Ibrahim the Mad was one of our most entertaining when he was young. It was said that there was a smile at the corners of his lips from the moment of his birth, and from early boyhood he was a specialist in inappropriate interjections. To be precise, he perfected a repertoire of bleats that exactly mimicked the stupid comments of a goat in all its various states of mind; a goat that is surprised, a goat that is looking for its kid, a goat that is protesting, a goat that is hungry, a goat that is perplexed, a goat that is in rut. His most popular bleat, however, was that of a goat that has nothing to say. This bleat was the perfect parody of unintelligence, empty-headedness, inanity and harmlessness. If you want to know what it sounded like, just go up past the ancient tombs to where the limepit is. It is in the wild ground near there that Ibrahim the Mad still watches the goats, even though he is no longer sane. You should beware of his great dog. It is a very fine animal that takes each goat back to its owner every evening, without Ibrahim the Mad having to do anything at all, but it is a somewhat ready-fanged dog that recognises a stranger straight away by the smell. If you cannot find Ibrahim there, then listen for the sound of the kaval, and follow it. He blows it so sadly that it makes you stand still and go into mourning. He does not bleat himself any more, but listens to the goats as they wander from shrub to shrub, and you will soon recognise the bleat of a goat with nothing to say.

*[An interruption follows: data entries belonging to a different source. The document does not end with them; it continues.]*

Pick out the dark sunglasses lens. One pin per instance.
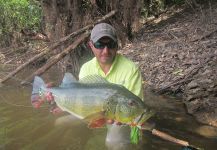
(101, 45)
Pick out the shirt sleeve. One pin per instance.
(83, 71)
(134, 84)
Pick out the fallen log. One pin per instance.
(55, 45)
(57, 58)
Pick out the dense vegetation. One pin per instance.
(27, 14)
(17, 15)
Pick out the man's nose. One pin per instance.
(105, 50)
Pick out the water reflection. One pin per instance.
(22, 127)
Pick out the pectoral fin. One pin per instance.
(96, 120)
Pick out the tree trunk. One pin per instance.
(62, 17)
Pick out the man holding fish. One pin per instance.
(114, 68)
(110, 82)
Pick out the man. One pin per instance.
(115, 69)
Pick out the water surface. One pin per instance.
(25, 128)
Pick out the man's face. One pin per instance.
(104, 49)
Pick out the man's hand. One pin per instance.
(111, 121)
(50, 98)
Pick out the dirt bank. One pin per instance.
(179, 56)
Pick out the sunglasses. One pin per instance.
(101, 45)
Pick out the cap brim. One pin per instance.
(95, 39)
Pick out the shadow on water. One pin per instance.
(22, 127)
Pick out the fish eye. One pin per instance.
(131, 103)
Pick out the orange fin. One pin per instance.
(99, 123)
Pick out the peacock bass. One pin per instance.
(96, 100)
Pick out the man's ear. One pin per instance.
(90, 44)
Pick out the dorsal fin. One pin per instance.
(68, 80)
(93, 79)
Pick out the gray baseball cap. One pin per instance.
(101, 30)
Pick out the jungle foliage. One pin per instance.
(17, 15)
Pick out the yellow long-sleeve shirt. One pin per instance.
(123, 71)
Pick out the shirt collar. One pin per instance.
(110, 70)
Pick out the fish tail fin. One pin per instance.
(35, 97)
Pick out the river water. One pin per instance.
(25, 128)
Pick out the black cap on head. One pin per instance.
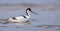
(29, 9)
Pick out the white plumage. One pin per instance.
(24, 18)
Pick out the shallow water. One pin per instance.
(46, 20)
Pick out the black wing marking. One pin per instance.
(24, 16)
(13, 18)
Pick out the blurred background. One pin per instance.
(48, 18)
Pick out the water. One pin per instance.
(46, 20)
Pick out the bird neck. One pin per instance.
(27, 12)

Ibrahim used to do it quite suddenly in the middle of a conversation, or at a solemn moment in a ceremony, and when he was a small boy his father used to beat him for it. One day he even interrupted the imam, Abdulhamid Hodja, who was making some interminable point about the law, which was one of his habits, may he rest in paradise. This was under the plane trees where the old men sit in the meydan. Anyway, Ibrahim crept up behind a tree—he was about eight years old—and bleated quite suddenly when everyone else was listening quietly and respectfully. There was a shocked silence, and then Ibrahim giggled and ran away. The men looked at each other, and Ibrahim’s father leapt to his feet, his face flushed with anger and shame. But Abdulhamid was a good-natured man who was naturally dignified enough not to have to be concerned about offences
against his dignity, and he put his hand on the other’s sleeve. “Don’t strike him,” he said. “I was bleating myself, and now someone else should have the chance to speak.” Ibrahim’s father was called Ali the Broken-Nosed.

The men were puzzled by the imam’s tolerance of such disrespect, but the word spread that the imam considered that there was something providential in the irreverence of the boy, so from then onwards his mischief was accepted as one of the normal hazards of life. Back in those days Ibrahim was a friend of my son, Karatavuk, and I can truly say that he was not mad at all, he was merely framed by God in a comical way. If you want to see him as he is now, you don’t have to go up to the tombs, now that I come to think of it. Just wait until he returns with the goats, and the great dog delivers them home for the night. Ibrahim the Mad knows the name of each goat, but apart from that his head is empty enough to rent.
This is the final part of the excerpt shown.